Have you used it yourself?

For testing of course – on Linux.

Powershell runs on Windows, Linux and MacOS. Powershell comes by default I think on Windows 10 and 11. It may have slight differences in abilities from the Linux/Mac version, but (I think) this usually relates to access to the hardware, which should be irrelevant for this use. It would be handy if someone out there (@twMat ?) gave the script a test run on Windows.

I’ll give it a try within a day or two. I didn’t previously because by the time you kindly posted it I had already backed-up almost everything manually. But I realize now that I probably didn’t communicate that though! Thank you @Mark_S

And, of course, a huge thank you to @simon ! Speed seems to be as normal now! Regarding:

installing a robots.txt file to instruct web-crawlers not to relentlessly follow every filter and sort link in the “Explore” page.

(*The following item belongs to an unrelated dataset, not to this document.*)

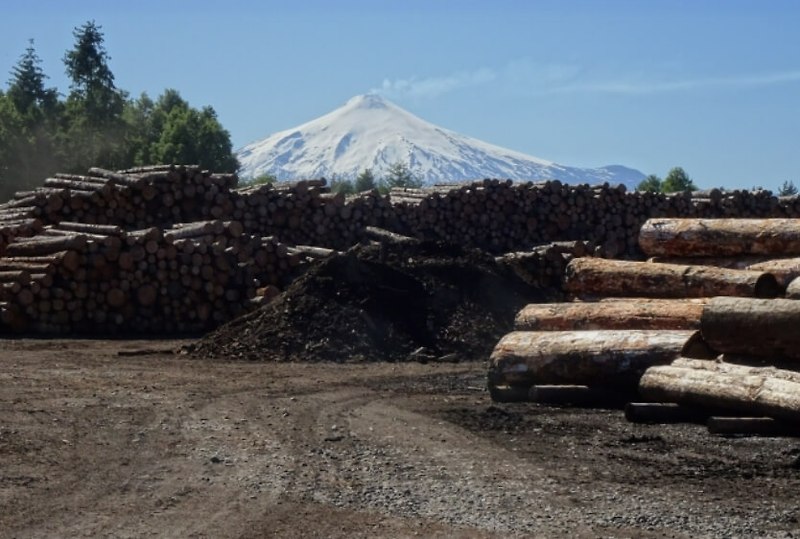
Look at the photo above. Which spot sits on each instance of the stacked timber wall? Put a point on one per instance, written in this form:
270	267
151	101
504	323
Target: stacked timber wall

…it’s a bit strange though that the problems arose suddenly, not gradually, so if web-crawlers were always “following every filter…” then why would it change all of a sudden…? Or maybe they themselves, or how they do their thing, changed ~2 weeks ago? Or maybe there was a sudden influx of users? Or an abrupt change in how users use the system?

I’m working with this backup script, and it keeps stalling. My feeling is that the site problem isn’t over yet.

I have gotten the powershell script to work on my old Win 7 machine. I forgot that Powershell actually works better under Linux than Windows. There’s a couple of extra steps people will need to know about.

I’m adding code to retry download attempts.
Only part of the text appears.